The elucidation of these new genetic mechanisms has major implications for genetic counseling. In keeping with the imprinted, paternally expressed nature of the gene, males carrying IGF2 mutations have a 50% risk of transmitting the disorder. As HMGA2 and PLAG1 are not imprinted, males and females with mutations of these genes both have a 50% risk of transmitting SRS. Given this high risk of SRS transmission, screening for mutations of these genes should be considered in cases of SRS presenting with no epigenetic defect of 11p15.5 or maternal disomy of chromosome 7. Furthermore, in the context of next-generation sequencing, these genes could be included in panels for the screening of growth retardation disorders for patients with no 11p15 epimutations or maternal disomy of chromosome 7 or 14.
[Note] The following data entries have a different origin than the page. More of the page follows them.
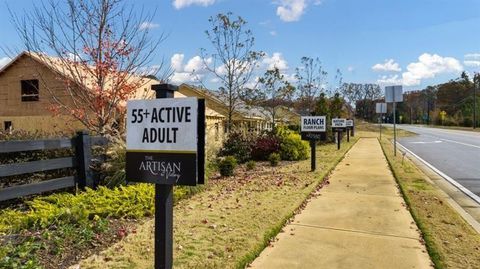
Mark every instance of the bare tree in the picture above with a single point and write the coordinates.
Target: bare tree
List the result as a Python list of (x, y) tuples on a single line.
[(102, 50), (273, 91), (361, 96), (310, 83), (233, 59)]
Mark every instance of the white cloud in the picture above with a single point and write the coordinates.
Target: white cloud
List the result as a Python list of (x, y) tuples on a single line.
[(193, 71), (178, 4), (428, 66), (276, 60), (177, 62), (4, 61), (388, 65), (472, 63), (472, 56), (148, 25), (390, 80), (472, 60), (291, 10)]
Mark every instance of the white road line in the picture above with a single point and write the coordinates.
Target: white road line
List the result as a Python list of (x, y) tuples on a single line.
[(460, 143), (446, 140), (449, 179)]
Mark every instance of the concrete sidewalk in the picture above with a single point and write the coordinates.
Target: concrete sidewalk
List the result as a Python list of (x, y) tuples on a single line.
[(358, 221)]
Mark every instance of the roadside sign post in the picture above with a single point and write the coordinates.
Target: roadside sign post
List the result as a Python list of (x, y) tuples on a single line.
[(394, 94), (352, 130), (381, 108), (313, 129), (339, 126), (349, 129), (165, 146)]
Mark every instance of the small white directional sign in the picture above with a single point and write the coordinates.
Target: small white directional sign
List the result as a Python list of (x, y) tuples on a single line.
[(393, 94), (162, 141), (339, 124), (314, 124), (349, 124), (313, 127), (381, 108)]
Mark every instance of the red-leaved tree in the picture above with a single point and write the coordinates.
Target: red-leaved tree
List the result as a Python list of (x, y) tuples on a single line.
[(100, 49)]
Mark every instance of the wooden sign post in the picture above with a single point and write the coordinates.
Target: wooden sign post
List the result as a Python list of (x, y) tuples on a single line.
[(165, 146), (339, 126), (394, 94), (313, 129)]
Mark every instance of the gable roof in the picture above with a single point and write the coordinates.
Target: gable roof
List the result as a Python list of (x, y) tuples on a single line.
[(82, 76)]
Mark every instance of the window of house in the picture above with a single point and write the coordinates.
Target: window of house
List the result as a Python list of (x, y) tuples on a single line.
[(217, 131), (29, 90), (7, 125)]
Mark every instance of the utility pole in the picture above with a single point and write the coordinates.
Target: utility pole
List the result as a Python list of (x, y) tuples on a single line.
[(474, 103)]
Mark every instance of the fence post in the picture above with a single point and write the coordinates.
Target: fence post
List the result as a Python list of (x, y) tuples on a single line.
[(83, 154)]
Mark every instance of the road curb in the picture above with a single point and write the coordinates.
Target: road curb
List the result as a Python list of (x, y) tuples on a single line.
[(465, 215)]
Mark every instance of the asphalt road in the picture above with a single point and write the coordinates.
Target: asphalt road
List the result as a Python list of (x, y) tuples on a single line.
[(455, 153)]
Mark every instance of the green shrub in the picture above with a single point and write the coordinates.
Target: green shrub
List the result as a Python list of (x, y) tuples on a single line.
[(237, 145), (292, 147), (274, 159), (251, 165), (227, 166)]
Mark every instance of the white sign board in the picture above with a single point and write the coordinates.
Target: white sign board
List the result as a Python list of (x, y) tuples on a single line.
[(381, 108), (314, 124), (393, 94), (162, 144), (339, 123), (158, 125)]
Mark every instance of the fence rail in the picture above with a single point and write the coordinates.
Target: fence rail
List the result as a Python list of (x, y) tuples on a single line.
[(81, 161)]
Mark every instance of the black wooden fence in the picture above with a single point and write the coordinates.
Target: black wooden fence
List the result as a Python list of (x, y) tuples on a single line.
[(81, 161)]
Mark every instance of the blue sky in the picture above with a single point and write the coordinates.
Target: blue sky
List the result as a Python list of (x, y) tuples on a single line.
[(411, 42)]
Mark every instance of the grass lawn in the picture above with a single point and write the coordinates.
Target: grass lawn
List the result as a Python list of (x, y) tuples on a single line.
[(450, 241), (232, 221)]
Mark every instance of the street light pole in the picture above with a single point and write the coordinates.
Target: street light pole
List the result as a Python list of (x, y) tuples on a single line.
[(474, 104)]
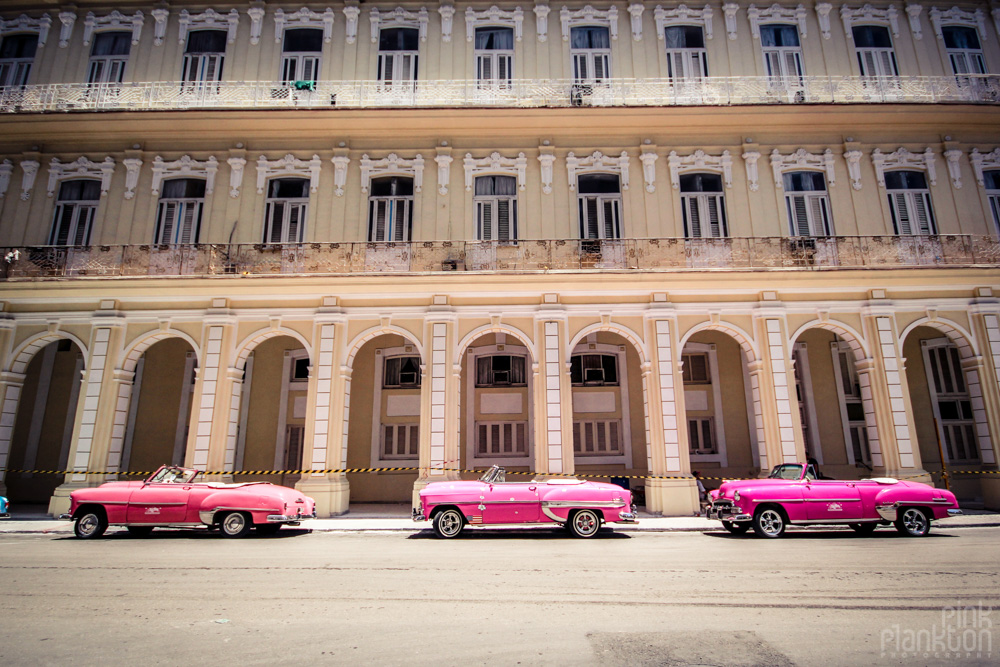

In conclusion, we show for the first time that defects of the HMGA2–PLAG1–IGF2 pathway can lead to SRS, highlighting the role of this oncogenic pathway in the fine regulation of physiological fetal/postnatal growth and food intake. We also show that nonimprinted genes can deregulate the expression of distant imprinted genes in humans. Given the crucial role played by the low level of IGF2 expression in the outcome of IUGR and the SRS phenotype, identification of new targets of IGF2 will be the next step in the development of new treatment options for this group of patients.

Accession numbers

The ClinVar accession numbers for the PLAG1, HMGA2, and IGF2 variant sequences reported in this paper are listed in Table 1.